平成22年度 高齢社会対策(第2 4(2))
第2 分野別の高齢社会対策
4 生活環境
(2)ユニバーサルデザインに配慮したまちづくりの総合的推進
ア 高齢者に配慮したまちづくりの総合的推進
高齢者等すべての人が安全・安心に生活し、社会参加できるよう、高齢者に配慮したまちづくりを総合的に推進するため、バリアフリー環境整備促進事業を実施する。
商店街において大きな課題となっている空き店舗の解消・活用と、高齢化社会への対応を図るため、商店街の空き店舗を活用して、高齢者交流拠点としての機能を担うコミュニティ施設等を設置・運営する事業への支援を行う。
また、バリアフリー型カラー舗装等、高齢者等に配慮した商店街整備事業に対しても支援を行う。
イ 公共交通機関のバリアフリー化、歩行空間の形成、道路交通環境の整備
「高齢者、障害者等の移動等の円滑化の促進に関する法律」(平成18年法律第91号。以下「バリアフリー新法」という。)に基づき、公共交通事業者等による旅客施設や車両等のバリアフリー化の取組を推進する。

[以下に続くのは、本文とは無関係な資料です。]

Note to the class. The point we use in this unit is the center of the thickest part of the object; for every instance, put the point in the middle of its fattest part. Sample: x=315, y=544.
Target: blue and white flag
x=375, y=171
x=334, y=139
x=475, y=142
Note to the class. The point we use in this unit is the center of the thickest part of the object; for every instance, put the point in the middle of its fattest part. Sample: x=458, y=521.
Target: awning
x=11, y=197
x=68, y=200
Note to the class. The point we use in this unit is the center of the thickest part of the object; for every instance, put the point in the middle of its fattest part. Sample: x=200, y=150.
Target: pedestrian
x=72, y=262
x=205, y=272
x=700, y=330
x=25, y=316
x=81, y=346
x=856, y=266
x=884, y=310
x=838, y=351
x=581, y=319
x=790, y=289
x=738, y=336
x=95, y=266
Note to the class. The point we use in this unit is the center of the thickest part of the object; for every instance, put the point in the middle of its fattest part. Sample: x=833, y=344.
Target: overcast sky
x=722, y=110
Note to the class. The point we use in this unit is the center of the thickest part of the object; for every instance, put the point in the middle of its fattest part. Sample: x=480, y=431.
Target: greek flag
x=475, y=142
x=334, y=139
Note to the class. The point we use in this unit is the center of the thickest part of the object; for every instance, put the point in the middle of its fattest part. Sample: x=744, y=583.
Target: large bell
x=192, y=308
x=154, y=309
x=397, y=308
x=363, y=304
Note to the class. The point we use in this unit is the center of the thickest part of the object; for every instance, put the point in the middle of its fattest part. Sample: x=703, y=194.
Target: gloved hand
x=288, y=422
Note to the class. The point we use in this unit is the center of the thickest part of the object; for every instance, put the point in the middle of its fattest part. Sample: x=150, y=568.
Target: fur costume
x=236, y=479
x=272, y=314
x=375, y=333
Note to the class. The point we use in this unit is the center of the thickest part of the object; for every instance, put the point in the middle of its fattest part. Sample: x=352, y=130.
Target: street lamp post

鉄道駅、旅客船ターミナルにおけるエレベーター、バリアフリー施設の整備については、補助を行うとともに、鉄道駅におけるエレベーターの設置に係る税制上の特例措置について、適用期限を1年延長する。
同様に、ノンステップバス等の車両の導入に対しては補助及び日本政策金融公庫による融資、低床型路面電車の車両の導入に対しては補助を行うとともに、ノンステップバス、リフト付バス、低床型路面電車、公共交通移動等円滑化基準に適合する客席数60席以上の航空機の導入に係る税制上の特例措置について、適用期限を1年延長する。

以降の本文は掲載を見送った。